Food & Feed Research

Optimization of galacto-oligosacharides synthesis using response surface methodology

Volume 44, Issue 1
galacto-oligosaccharides, β-galactosidase, Aspergillus oryzae, optimization, response surface methodology
TOOLS Creative Commons License

Milica B. Carević*, Katarina M. Banjanac, Ana D. Milivojević, Marija M. Ćorović, Dejan I. Bezbradica

University of Belgrade, Faculty of Technology and Metallurgy, Department of Biochemical Engineering and Biotechnology, 11000 Belgrade, Karnegijeva 4, Serbia


Galacto-oligosaccharides (GOS) are important lactose-derived compounds, considered to be a prebiotics, based on abundant scientific evidence about their unique physical properties and physiological effects. This consequently allows their widespread application as supplement in food and feed industry. They are preferably produced by the enzymatic transgalactosylation action of β-galactosidase. However, this enzyme simultaneously performs its primary biological function of lactose hydrolysis, and it is of crucial importance to gain an insight into the influence of different reaction conditions, and provide favorization of transgalactosylation, particularly GOS synthesis reaction. In this study, the response surface methodology (RSM) was applied in terms of individual experimental factors effect estimation, their mutual interaction identification and finally, the determination of optimum conditions for highest GOS yield achievement. Having said that, it can be observed that the temperature and pH have no significant impact on the GOS yield, while on the other hand, the lactose concentration of 400 g/l, enzyme concentration of 13.5 g/l and reaction time of 13 min represent the optimum conditions for achieving the highest GOS yields.


Nowadays an increased awareness considering the beneficial effects of functional foods and prebiotics on human health provided an extensive research focused on their production. Focusing on highly potent and widely available substrates, investigations led to the promising area of lactose based product development, allowing its upgrading and better utilization (Chen and Ganzle, 2016; Geiger et al., 2016). Lactose conversion into desirable prebiotic and functional food ingredients is mainly achieved by enzymatic reaction of transgalactosylation catalyzed by β-galactosidases (Gosling et al., 2010; Otieno, 2010). Although primarily regarded as hydrolyzing enzyme, widely used in the dairy industry for lactose hydrolysis, β-galactosidase under specific conditions can as well perform galactosyl moiety transfer to another carbohydrate, namely lactose, resulting in the formation of a complex mixture of highly valuable products named galacto-oligosaccharides (GOS) (Torres et al., 2010).
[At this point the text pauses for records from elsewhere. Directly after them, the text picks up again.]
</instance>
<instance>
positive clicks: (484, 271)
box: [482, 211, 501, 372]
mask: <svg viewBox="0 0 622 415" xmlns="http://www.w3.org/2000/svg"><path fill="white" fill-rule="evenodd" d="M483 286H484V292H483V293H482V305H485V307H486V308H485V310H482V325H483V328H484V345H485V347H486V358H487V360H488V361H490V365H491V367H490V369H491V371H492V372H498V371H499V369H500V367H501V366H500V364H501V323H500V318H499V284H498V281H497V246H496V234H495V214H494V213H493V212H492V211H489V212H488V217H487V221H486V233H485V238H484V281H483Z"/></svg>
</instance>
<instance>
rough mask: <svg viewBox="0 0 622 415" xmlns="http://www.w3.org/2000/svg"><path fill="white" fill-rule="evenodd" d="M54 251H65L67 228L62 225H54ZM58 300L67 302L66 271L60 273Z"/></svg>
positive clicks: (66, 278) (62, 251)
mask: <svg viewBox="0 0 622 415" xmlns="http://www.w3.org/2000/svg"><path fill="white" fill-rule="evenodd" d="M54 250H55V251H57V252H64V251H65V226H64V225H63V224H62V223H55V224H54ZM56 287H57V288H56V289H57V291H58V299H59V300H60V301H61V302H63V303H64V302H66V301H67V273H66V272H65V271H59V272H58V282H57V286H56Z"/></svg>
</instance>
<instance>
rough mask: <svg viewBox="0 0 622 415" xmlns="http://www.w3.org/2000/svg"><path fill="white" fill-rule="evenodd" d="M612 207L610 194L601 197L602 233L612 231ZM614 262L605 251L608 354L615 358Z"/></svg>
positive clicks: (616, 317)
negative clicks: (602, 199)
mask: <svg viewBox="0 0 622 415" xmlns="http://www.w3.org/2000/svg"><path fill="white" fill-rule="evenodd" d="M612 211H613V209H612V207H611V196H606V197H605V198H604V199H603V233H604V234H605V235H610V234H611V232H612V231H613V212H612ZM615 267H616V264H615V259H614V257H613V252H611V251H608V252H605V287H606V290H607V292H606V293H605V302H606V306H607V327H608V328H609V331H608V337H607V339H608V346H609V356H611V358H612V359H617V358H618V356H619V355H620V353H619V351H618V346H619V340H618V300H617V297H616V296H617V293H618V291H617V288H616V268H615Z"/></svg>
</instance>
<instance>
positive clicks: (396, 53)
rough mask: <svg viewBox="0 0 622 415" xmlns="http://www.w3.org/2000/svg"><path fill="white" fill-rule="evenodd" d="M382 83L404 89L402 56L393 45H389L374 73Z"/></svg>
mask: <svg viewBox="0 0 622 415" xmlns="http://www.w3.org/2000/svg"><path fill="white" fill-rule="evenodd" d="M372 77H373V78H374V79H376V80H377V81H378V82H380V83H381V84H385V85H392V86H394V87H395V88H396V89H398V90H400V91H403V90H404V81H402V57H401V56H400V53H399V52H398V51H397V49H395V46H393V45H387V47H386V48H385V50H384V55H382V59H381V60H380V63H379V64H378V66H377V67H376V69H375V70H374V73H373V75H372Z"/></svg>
GOS represent a diverse group of water soluble carbohydrates consisting of several galactose and usually one terminal glucose unit, that can notably vary in polymerization degree, type of linkages, and more importantly in their properties (Urrutia et al., 2013, Carević et al., 2016a). They are marked as non-digestible compounds, recognized as prebiotics owing to the fact that are selectively metabolized by some favorable intestinal microbiota, particularly bifidobacteria and lactobacilli, providing their proliferation and promotion of their activity (Arreola et al., 2014; Hong et al., 2016). GOS may also cause inhibition of intestinal pathogen growth via disabling their adhesion to gastrointestinal epithelial cell surface (Shoaf et al., 2006; Sinclair et al., 2004). Having said that, their consumption greatly contributes to the human overall wellbeing, since they are believed to support an improvement of lactose digestion and mineral absorption, reduction of serum cholesterol level, diminishing the risk of cancer, and enhancement of the host's immune system (Sangwan et al., 2011; Macfarlane et al., 2008; Bruno-Barcena and Azcarate-Peril, 2015). Besides, GOS feature various other favorable characteristics such as the high acid stability, low caloric value, excellent taste and relatively low sweetness that make them highly applicable in infant milk formulas, dairy products, beverages, and finally, animal feed (Van Leusen et al., 2014).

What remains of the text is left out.